Questa frase l'ho presa dal muro del bagno della scuola. La scritta è sbiadita dai continui tentativi delle inservienti a cancellarlo, ma quella frase non si cancella mai. La leggo sempre, e ogni volta, rimango lì a pensarci. Chi è quella ragazza che ha scritto quella frase? Perchè l'ha scritta? A chi si riferiva? Al vuoto che prova dalle continue delusioni amorose o da qualcosa di molto più profondo? Qualcosa che la inghiottisce nel suo vuoto personale? Continua sempre a comparire il concetto di 'vuoto', ma cos'è il vuoto? Niente. Cos'è niente? E qui casca il palco, il mio palco. 'Stavamo'... perchè non 'stavo'? Questa ragazza non si è mai chiesta se stava bene o meno? O forse il suo star bene era collegato a quel suffisso -amo che, si è allontanato. Cos'è successo? non posso saperlo, ma posso ipotizzarlo: c’è un “cosa”, un motivo , questo motivo riguarda il passato, un sentimento, non corrisposto, una lite, un disguido… Non sono una veggente, le inservienti forse, stanno facendo qualcosa di giusto, qualcosa che quella ragazza non dovrà più pensarci.
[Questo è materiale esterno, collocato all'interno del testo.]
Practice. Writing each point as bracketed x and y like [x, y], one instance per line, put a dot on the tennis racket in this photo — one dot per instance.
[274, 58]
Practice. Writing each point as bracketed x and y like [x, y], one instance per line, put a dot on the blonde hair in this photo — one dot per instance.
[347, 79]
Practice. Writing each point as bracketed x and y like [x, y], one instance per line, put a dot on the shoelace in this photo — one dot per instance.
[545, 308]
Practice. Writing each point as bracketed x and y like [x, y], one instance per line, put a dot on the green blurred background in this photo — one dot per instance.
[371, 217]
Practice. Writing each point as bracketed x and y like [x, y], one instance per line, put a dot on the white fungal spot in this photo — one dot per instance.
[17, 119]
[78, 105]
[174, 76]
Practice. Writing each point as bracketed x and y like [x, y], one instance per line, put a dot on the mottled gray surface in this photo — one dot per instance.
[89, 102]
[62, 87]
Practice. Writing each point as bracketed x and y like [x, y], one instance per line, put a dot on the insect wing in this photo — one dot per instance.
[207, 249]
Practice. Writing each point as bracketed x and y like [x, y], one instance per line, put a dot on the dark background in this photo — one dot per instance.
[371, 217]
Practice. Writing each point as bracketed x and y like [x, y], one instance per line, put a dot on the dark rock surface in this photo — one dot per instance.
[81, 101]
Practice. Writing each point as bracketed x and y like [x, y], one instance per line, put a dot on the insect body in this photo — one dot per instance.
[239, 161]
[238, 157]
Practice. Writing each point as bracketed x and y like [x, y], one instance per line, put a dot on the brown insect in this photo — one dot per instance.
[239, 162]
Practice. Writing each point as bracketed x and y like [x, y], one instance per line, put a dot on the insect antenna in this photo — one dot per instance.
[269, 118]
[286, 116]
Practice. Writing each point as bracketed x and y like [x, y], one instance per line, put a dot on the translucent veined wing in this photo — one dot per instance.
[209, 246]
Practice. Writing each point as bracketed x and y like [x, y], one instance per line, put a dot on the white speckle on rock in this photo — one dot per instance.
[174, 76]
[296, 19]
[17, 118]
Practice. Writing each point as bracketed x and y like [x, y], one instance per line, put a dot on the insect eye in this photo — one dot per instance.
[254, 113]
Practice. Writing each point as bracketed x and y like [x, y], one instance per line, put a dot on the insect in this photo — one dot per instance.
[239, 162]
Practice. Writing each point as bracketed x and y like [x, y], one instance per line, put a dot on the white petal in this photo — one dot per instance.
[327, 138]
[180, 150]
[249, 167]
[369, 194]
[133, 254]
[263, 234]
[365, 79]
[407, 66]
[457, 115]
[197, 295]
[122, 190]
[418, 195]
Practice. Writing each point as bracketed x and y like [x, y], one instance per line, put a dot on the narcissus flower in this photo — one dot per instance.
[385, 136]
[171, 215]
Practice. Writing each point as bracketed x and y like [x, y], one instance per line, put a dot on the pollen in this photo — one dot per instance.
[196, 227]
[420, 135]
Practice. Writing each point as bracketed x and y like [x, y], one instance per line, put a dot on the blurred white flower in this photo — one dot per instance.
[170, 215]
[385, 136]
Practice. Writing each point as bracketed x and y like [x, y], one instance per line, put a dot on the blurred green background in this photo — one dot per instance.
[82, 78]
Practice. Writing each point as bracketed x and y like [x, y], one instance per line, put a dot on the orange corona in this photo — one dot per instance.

Ho finito di leggere il libro di Morelli, non mi ha particolarmente cambiata a livelli esorbitanti, però ho apprezzato la continua pressione sul concetto di “accettarsi” in qualsiasi modo e sull’essere se stessi, senza badare al continuo giudizio degli altri. Per essere un libro di 160 pagine è riuscito a toccarmi in molti punti. E da lì ho iniziato a farmi molte domande: Perché continuo a forzare un sentimento che non ho mai sperimentato? Perchè ho riscritto a Matteo se nemmeno io volevo scrivergli? Forse perché sono sola? Morelli dice: ‘ Solo a chi sa essere nessuno l’universo concede di arrivare al centro di se stesso’ Ma che cazzo significa? Significa molto invece! Mi sento come se avessi una miriade di personalità, Yasmine introversa, freddolosa, misteriosa, come un’ombra. Cos’è un’ombra? Uno specchio che si verifica nel momento in cui ci collochiamo davanti una fonte luminosa. Dov’è la mia fonte luminosa? Quando mi sento la prima Yasmine, guardo quell’ombra e tutte le sue delineazioni; il contorno, per capirci. Osservo il contorno delle mie lunghe gambe, del mio busto, del mio seno dove si intravede il mio turgido capezzolo, il mio naso, la mia bocca, osservandoli anche in movimento. Quando passo alla seconda Yasmine, osservo solo il nero che invade tutto l’interno di quel contorno, guardo lì, fisso. Ma dov’è Yasmine? Perchè è troppa, non riuscirei a gestirla. E chi mi dice di gestirla? Yasmine, non puoi continuare un continuo fascio di luce! Non puoi guardare quella Yasmine, perché? Perchè sono quella. 

Mi sento come se fossi davanti una vetrina di H&M, a fantasticare su quel vestito arancione che ho sempre voluto, ma non ho mai voluto disturbare i miei a comprarmelo. Guardare quel vestito mi ricorda il primo concept di Yasmine. Il contorno, il concreto. La seconda Yasmine si presenta nell’angoscia di prenderlo: “Ma se mi sta grande?” “l’arancione non sta con nulla” “20€ per un vestito è troppo” E qui mi domando: “ Dov’è la terza Yasmine? Dov’è la luce che dovrei essere? Nel frattempo continuo ad essere solo un contorno, buio, un’ombra.